Infatuation may change suddenly, unpredictably.
Part of the reason my husband and I were so shocked to see friends we knew divorcing after 1 or 2 to 3 years was their ability to be SO incredibly, undenaibly in love during their engagement or early phase of their relationship, and then so utterly not in love with each other while they were ending their marriages! It was like watching insane people! We couldn’t believe how fast their feelings for each other could flip like that. Now I get it, they were in the infatuation phase, and they never learned how to grow into the love phase – or they were unable to once they found out who the other person really was. Remember, the infatuation phase can last for 9 to 18 months. So if a couple falls in love, gets married fast, it makes sense they may find themselves divorcing within the first year or by the time they reach their second or third.

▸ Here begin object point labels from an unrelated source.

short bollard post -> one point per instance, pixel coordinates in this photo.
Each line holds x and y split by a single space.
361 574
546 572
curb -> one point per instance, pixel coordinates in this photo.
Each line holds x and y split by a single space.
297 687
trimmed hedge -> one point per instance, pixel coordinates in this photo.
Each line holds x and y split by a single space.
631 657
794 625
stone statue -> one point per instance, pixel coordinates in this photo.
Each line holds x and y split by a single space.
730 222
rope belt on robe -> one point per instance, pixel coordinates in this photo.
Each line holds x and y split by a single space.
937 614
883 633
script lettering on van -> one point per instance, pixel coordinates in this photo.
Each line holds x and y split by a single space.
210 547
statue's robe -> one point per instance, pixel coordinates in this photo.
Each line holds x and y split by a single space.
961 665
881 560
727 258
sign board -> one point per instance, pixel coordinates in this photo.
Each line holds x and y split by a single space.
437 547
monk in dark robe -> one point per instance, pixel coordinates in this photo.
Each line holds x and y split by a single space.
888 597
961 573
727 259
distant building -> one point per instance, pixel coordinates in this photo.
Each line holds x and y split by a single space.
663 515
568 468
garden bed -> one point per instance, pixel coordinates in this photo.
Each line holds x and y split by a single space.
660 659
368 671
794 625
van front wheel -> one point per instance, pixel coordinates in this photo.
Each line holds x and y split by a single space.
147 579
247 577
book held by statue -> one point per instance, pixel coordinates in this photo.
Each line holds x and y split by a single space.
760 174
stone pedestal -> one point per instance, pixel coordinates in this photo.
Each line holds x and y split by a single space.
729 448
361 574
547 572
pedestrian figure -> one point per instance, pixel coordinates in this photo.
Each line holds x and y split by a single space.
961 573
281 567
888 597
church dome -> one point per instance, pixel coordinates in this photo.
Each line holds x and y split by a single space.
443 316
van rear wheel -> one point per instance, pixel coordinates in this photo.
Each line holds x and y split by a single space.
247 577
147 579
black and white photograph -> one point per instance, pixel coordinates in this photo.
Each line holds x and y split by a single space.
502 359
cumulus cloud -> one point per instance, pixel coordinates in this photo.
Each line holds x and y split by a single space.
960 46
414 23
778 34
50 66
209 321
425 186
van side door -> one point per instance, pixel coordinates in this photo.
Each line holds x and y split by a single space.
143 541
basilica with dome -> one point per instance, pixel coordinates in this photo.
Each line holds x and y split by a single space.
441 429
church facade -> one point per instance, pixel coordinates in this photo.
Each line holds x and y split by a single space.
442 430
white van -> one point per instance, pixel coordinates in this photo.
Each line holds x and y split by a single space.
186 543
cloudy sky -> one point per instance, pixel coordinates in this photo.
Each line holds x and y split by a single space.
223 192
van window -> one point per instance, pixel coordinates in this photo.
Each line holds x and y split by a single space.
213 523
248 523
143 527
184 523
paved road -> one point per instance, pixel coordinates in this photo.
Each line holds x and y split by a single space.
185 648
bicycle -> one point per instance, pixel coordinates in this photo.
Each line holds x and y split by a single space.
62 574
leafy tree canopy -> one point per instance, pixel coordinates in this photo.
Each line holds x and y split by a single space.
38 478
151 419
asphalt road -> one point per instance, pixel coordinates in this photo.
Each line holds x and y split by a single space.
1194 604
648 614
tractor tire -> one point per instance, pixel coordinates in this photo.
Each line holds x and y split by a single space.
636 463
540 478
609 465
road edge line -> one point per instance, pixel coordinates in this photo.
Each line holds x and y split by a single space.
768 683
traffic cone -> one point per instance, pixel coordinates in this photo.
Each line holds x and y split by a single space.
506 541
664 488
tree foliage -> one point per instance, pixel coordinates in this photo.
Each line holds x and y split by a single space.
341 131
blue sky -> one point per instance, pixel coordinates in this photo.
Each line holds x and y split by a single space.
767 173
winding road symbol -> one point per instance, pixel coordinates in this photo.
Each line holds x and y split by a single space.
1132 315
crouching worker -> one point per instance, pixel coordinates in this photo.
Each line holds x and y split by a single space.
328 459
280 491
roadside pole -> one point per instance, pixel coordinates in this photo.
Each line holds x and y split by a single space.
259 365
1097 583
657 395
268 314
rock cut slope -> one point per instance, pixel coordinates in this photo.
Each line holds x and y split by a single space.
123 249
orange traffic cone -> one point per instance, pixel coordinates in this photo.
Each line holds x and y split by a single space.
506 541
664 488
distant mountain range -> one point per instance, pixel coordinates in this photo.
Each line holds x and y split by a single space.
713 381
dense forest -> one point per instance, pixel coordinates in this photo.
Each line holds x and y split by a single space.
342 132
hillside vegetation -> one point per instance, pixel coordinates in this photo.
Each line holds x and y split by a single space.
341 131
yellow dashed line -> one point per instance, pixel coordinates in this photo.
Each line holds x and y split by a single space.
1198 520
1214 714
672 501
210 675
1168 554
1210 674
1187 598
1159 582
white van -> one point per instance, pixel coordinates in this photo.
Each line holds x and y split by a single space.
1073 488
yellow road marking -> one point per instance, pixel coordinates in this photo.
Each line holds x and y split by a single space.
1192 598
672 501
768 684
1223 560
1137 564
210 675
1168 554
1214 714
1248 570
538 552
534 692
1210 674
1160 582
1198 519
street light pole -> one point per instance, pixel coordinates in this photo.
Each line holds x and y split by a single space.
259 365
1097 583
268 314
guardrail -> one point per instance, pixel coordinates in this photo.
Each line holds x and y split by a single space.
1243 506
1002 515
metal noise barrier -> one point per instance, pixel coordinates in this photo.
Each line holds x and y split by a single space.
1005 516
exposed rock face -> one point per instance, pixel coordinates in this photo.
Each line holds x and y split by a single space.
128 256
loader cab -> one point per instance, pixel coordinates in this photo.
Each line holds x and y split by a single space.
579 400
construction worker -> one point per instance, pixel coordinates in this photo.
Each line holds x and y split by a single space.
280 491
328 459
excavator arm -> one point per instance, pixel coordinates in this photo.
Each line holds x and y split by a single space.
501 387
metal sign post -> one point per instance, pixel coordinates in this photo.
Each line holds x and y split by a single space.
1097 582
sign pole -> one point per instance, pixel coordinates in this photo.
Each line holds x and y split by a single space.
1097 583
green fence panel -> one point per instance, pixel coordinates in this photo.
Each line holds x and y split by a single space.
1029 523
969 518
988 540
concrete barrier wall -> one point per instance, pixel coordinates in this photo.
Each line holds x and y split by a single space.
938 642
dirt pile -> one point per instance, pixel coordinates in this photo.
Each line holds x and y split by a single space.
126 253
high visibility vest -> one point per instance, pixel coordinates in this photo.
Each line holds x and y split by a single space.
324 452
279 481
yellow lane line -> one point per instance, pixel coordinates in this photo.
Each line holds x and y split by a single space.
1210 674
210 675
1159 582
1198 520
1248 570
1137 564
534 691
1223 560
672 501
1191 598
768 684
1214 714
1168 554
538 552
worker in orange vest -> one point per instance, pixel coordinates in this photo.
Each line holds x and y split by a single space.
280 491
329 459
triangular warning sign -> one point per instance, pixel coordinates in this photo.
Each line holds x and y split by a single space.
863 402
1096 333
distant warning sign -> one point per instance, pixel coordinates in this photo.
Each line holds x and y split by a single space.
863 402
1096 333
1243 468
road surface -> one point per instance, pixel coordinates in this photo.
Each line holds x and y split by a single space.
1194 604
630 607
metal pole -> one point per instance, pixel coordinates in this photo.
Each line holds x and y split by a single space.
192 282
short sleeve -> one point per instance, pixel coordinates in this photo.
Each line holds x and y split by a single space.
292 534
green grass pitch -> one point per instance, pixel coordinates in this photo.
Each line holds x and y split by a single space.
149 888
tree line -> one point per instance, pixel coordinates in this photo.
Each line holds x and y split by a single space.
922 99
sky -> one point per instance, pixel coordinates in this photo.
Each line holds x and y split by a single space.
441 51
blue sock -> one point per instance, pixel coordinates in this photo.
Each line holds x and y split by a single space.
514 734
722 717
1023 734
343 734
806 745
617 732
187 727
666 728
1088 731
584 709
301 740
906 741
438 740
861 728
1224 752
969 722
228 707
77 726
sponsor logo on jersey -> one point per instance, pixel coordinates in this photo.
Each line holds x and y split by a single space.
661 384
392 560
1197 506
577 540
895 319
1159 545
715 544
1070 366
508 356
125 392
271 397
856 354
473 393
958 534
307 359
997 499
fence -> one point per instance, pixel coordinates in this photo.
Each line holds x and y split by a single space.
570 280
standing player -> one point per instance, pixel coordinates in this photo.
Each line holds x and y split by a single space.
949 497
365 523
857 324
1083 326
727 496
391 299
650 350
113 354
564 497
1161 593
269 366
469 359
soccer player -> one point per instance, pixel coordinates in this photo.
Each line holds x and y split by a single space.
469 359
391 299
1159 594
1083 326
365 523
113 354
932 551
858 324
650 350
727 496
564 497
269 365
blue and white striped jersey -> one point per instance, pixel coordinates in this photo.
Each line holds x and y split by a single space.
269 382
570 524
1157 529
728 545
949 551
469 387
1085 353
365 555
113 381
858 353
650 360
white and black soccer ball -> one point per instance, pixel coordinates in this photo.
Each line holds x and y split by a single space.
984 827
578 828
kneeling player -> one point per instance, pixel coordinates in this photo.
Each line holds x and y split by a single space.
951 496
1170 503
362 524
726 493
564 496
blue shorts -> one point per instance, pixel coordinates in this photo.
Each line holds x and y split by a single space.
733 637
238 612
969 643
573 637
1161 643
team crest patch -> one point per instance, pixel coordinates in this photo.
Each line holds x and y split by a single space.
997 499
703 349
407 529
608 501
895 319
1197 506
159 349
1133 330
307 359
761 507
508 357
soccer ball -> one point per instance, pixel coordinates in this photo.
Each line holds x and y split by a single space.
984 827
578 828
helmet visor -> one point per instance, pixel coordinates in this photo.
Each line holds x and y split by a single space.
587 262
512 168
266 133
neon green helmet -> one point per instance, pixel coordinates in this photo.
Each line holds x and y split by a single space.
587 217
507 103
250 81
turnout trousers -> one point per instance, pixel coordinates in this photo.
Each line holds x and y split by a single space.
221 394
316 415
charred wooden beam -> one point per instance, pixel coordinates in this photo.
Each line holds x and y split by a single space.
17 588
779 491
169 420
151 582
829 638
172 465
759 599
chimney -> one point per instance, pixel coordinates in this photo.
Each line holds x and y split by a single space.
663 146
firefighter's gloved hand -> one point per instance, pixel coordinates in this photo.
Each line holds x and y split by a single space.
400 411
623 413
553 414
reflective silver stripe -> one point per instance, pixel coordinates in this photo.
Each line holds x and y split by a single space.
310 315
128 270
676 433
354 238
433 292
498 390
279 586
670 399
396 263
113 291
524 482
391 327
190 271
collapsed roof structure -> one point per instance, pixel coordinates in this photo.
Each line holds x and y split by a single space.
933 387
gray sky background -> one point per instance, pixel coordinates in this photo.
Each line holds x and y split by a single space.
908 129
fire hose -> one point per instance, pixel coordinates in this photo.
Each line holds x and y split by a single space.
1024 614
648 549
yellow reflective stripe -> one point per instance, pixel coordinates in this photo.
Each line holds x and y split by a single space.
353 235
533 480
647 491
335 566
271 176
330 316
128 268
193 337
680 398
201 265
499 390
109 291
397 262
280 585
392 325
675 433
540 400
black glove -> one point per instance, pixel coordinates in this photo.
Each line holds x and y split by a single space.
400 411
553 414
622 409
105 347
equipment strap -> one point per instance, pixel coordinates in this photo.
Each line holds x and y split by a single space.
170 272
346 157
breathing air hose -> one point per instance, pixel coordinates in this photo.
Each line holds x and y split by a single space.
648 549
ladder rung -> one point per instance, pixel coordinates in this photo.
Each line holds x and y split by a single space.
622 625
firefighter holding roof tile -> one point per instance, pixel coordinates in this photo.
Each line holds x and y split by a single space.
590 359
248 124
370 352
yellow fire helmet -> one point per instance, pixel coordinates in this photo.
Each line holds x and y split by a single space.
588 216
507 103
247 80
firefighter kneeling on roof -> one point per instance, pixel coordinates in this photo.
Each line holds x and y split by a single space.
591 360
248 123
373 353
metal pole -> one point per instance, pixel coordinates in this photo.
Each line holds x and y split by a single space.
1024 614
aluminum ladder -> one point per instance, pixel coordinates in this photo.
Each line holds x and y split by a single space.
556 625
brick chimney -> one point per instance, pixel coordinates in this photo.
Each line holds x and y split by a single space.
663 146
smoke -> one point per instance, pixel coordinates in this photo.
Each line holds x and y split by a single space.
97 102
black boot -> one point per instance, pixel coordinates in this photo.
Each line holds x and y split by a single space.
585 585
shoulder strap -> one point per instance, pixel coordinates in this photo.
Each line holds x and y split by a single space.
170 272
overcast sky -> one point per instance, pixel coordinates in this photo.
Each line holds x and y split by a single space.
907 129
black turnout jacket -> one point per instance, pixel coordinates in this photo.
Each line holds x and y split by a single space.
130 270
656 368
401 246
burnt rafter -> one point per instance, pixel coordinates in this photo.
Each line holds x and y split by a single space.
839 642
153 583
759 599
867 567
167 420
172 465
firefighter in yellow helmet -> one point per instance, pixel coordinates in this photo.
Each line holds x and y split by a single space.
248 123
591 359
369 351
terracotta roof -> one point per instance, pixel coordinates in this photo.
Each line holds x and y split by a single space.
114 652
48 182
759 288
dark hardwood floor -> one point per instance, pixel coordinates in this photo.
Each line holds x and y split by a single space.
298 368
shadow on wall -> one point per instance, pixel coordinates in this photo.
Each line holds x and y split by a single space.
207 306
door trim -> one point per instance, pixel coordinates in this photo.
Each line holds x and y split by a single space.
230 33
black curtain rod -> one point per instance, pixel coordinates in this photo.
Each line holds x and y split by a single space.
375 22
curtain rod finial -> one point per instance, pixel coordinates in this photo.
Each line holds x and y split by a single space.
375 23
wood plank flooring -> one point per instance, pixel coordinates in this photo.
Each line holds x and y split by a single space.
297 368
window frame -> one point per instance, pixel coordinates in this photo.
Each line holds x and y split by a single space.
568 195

Test #12 – DELAYED GRATIFICATION
A couple in love is not indifferent to the effects of postponement of their wedding
and do not prolong the period of postponement unless they find it wiser to wait a
reasonable time; they do not feel an almost irresistible drive toward haste.
Infatuated couples tend to feel an urge toward getting married. Postponement is
intolerable to them and they interpret it as deprivation rather than preparation.
A good test for this is whether or not a couple is able to even wait long enough to try to get through some basic pre-marital counseling sessions. If they aren’t interested in those at all, they are probably not interested in finding out if the marriage will really work based on reality and what they both realistically are going to want and need from each other while in the marriage.